I benefici nei confronti dei pazienti sono molteplici: dal controllo automatizzato della loro salute alla praticità con cui i medici possono monitorare la stessa, senza dimenticare la rapidità di intervento e naturalmente la conseguente riduzione del rischio clinico e del numero di eventi avversi.
Ed è proprio per scoprire come ogni Ospite della struttura Villa delle Terme possa beneficiarne, che abbiamo voluto chiedere a chi ogni giorno tocca con mano tutte le potenzialità del sistema Win@Hospital, il Responsabile Sanitario Dottor Marco Breschi.
Riabilitazione, il terzo pilastro della salute
La riabilitazione costituisce il terzo pilastro del sistema sanitario, accanto alla prevenzione e alla cura, completando le attività volte a tutelare la salute dei cittadini. Questo processo è essenziale per portare una persona anziana o con disabilità a raggiungere il miglior livello di autonomia possibile sul piano fisico, funzionale, sociale, intellettivo e relazionale.

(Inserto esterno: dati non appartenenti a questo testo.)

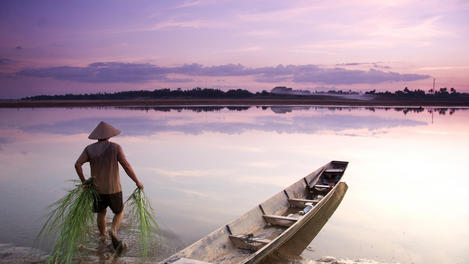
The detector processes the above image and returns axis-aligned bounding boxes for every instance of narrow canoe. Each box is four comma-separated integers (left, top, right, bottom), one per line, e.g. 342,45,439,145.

162,161,349,264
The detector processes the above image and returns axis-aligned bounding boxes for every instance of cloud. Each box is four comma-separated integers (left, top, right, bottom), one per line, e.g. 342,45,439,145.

17,62,193,83
238,5,322,22
0,58,12,65
16,62,430,85
174,63,253,76
166,0,221,10
255,74,290,83
0,137,8,150
148,19,227,31
291,67,428,85
223,46,264,53
338,63,365,66
253,65,428,84
336,62,392,70
317,15,450,49
15,46,23,50
242,30,278,37
373,63,391,70
168,0,203,9
416,66,469,71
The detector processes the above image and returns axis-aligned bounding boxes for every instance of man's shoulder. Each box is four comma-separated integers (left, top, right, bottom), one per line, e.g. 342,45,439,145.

85,141,102,149
109,141,121,148
84,142,95,150
108,141,123,152
85,141,120,150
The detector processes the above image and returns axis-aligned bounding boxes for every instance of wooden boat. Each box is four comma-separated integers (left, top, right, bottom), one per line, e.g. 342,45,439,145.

162,161,349,264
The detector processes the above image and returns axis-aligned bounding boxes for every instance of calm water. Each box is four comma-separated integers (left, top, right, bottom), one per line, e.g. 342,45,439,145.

0,106,468,264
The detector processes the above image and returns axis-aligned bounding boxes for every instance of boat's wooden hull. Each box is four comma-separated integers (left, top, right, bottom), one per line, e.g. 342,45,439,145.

258,182,347,263
162,161,348,264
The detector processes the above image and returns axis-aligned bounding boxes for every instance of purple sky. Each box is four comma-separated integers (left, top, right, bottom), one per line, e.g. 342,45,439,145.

1,0,468,98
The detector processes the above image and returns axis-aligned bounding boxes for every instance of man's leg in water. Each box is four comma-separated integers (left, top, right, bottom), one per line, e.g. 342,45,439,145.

97,208,107,239
109,209,124,244
109,209,126,251
111,209,124,236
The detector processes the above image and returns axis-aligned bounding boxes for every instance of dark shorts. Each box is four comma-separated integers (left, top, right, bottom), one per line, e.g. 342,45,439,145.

93,192,123,214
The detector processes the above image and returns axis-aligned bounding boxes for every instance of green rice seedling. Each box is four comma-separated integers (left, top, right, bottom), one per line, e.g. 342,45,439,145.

125,188,159,262
36,179,98,264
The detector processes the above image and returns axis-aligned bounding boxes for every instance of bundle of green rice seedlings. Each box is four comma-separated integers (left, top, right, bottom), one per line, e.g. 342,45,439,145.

36,179,97,264
125,188,160,262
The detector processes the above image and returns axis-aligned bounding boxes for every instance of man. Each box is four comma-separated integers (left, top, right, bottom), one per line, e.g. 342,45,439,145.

75,121,144,251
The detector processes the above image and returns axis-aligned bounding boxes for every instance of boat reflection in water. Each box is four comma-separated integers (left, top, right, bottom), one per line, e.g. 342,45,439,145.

163,161,348,264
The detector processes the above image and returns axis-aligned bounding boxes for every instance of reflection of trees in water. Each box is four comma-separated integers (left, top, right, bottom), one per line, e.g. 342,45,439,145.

226,106,250,111
394,107,425,114
394,107,459,115
270,106,311,114
118,106,466,116
118,106,226,112
427,108,456,115
316,106,462,116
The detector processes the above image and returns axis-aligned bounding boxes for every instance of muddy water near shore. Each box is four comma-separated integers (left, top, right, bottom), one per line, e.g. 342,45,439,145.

0,243,393,264
0,106,468,263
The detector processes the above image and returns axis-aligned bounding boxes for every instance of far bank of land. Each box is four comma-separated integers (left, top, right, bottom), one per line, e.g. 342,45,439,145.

1,97,469,108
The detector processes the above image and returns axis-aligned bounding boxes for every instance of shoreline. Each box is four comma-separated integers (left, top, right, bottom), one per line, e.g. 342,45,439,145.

1,98,469,108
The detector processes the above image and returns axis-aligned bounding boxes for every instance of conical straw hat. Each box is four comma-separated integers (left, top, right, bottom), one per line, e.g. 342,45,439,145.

88,121,121,140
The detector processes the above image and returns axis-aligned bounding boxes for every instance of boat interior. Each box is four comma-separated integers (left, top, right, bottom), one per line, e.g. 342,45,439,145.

227,161,348,252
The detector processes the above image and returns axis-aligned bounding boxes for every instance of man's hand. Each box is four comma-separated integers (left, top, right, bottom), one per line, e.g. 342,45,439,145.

82,180,90,187
75,163,86,184
136,181,144,190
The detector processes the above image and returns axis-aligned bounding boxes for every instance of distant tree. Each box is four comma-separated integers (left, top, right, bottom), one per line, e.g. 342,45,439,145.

395,90,404,96
260,90,269,96
438,108,448,115
413,89,426,97
436,87,449,97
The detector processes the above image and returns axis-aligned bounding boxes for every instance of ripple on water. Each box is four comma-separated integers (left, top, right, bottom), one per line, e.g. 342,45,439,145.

261,253,400,264
312,256,400,264
0,242,399,264
0,243,47,264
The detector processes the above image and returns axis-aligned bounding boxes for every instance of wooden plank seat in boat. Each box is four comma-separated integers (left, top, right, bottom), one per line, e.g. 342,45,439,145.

288,198,320,208
229,234,271,251
313,184,333,189
324,168,344,173
307,184,334,195
263,214,299,227
168,258,212,264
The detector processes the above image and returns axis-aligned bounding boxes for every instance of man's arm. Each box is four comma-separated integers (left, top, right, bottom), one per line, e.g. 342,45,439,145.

118,146,144,189
75,149,88,183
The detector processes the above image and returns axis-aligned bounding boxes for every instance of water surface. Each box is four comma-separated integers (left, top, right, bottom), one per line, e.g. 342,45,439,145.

0,106,468,263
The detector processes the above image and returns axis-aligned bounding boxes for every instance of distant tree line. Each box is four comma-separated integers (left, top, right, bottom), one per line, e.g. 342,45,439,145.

21,86,467,101
22,87,329,101
325,89,359,95
22,87,260,100
365,87,466,98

Di fatto è possibile distinguere tra due principali attività di riabilitazione:
- Attività di riabilitazione sanitaria: queste comprendono interventi valutativi, diagnostici, terapeutici e altre procedure finalizzate a superare, contenere o minimizzare la disabilità e le limitazioni nelle attività quotidiane come muoversi, camminare, parlare, vestirsi, mangiare, comunicare e lavorare.
- Attività di riabilitazione psico-sociale: queste azioni e interventi mirano a garantire alla persona la massima partecipazione possibile alla vita sociale, contenendo la condizione di difficoltà o di condizione di disabilità.
Generalmente l’attività riabilitativa può essere erogata in diversi regimi:
- Ricovero ordinario o diurno (day hospital)
- Assistenza specialistica ambulatoriale
- Assistenza territoriale domiciliare, ambulatoriale, semiresidenziale o residenziale
In particolare, la riabilitazione intensiva è indicata per chi necessita di un intervento mirato al recupero funzionale dopo un episodio acuto di malattia che ha compromesso improvvisamente la capacità funzionale della persona. Quella estensiva è adatta a chi ha bisogno di stabilizzare e consolidare nel tempo il recupero funzionale acquisito. La riabilitazione domiciliare, infine, è un’opportunità per proseguire gli esercizi di mantenimento senza la necessità di muoversi da casa per un trattamento in regime di ricovero o ambulatoriale.